Ad Mikl-Leitner: "Wie viel planen Sie für die Eigenwerbung auszugeben, die nicht explizit im Budget verankert ist?"

Wien (OTS) - Massive Kritik an der Arbeit von Staatssekretär Kurz übte BZÖ-Sicherheitssprecher Abg. Peter Westenthaler in seinem Debattenbeitrag und bezeichnete ihn als "Dorian Gray der ÖVP". Konkret warf ihm Westenthaler mangelnde Bürgernähe am Beispiel des Islamischen Zentrums in der Dammstraße in Wien vor. An Innenministerin Mikl-Leitner kritisierte der BZÖ-Mandatar die fehlende Budgetierung von Inseraten.
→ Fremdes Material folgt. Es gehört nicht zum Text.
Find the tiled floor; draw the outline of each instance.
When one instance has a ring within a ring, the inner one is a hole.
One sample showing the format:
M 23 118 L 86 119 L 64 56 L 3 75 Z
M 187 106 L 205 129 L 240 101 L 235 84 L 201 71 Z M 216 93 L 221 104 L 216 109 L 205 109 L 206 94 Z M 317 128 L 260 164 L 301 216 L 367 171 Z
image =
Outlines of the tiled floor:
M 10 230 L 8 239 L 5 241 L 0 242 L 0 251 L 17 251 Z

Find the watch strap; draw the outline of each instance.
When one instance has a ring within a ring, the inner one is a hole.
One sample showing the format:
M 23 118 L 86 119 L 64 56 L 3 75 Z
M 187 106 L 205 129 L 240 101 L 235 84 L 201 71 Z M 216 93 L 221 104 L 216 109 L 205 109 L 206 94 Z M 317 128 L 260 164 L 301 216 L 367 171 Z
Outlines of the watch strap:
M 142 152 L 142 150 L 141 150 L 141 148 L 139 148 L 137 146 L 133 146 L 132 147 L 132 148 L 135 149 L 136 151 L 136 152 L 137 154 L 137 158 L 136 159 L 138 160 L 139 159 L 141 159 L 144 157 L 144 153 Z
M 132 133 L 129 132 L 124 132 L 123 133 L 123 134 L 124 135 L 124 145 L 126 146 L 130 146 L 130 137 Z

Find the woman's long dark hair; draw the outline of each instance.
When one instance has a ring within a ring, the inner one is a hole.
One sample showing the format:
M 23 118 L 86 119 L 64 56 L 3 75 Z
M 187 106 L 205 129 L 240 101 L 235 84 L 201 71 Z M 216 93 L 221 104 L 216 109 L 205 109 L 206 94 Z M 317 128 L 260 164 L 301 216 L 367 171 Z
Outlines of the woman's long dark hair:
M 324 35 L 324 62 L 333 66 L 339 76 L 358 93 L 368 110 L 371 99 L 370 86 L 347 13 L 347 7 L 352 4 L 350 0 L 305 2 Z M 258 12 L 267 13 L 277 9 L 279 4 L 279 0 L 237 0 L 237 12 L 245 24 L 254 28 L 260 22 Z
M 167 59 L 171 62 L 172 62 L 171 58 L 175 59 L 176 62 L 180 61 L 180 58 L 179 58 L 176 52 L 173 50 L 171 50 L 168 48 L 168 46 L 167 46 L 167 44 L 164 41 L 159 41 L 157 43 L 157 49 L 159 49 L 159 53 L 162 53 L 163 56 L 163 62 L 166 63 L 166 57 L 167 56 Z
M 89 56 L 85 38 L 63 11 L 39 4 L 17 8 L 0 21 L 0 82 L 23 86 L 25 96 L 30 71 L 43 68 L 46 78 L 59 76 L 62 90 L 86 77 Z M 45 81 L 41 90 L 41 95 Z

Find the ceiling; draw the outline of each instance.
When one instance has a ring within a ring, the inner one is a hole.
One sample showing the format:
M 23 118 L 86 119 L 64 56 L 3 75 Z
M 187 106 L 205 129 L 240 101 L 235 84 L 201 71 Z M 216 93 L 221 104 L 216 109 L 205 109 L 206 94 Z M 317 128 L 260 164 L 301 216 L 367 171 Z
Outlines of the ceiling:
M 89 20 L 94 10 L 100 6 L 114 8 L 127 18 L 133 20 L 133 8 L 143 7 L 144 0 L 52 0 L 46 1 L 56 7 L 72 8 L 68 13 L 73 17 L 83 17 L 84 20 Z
Laut Westenthaler habe Kurz im Ausschuss weder gewusst, wie hoch sein Budget sei, noch, wo er die Zahlen finden könne. Viel schwerwiegender ist für den BZÖ-Sicherheitssprecher aber, dass der Integrationsstaatssekretär in rund sechs Monaten nicht auf Bitten und Zuschriften von Bürgern geantwortet hatte, die von massiven Verkehrsproblemen berichten und vor der Entstehung eines Ghettos rund um ein geplantes islamisches Zentrum in Wien Brigittenau warnen. "Ein Ghetto ist keine Integration", so Westenthaler, der warnte, dass bei dem Islamischen Zentrum gegen alle Bauvorschriften verstoßen werde und einen anderen Standort anregte. An Kurz richtete Westenthaler:
"Sie hätten die Aufgabe, hinzufahren und sich die Zustände anzusehen!"

Zum Budget der Innenministerin merkte Westenthaler an: "Ihre Inserate-Freundlichkeit ist bekannt, aber es gibt keine Budgetierung" und fragte, "wie viel planen Sie für die Eigenwerbung auszugeben, die nicht explizit verankert ist?" Erstaunlich ist für den BZÖ-Sicherheitssprecher auch, dass das Bundesamt für Asyl und Integration zwar schon für 2010 und dann für 2011 angekündigt war, für das Jahr 2012 aber nicht budgetiert ist.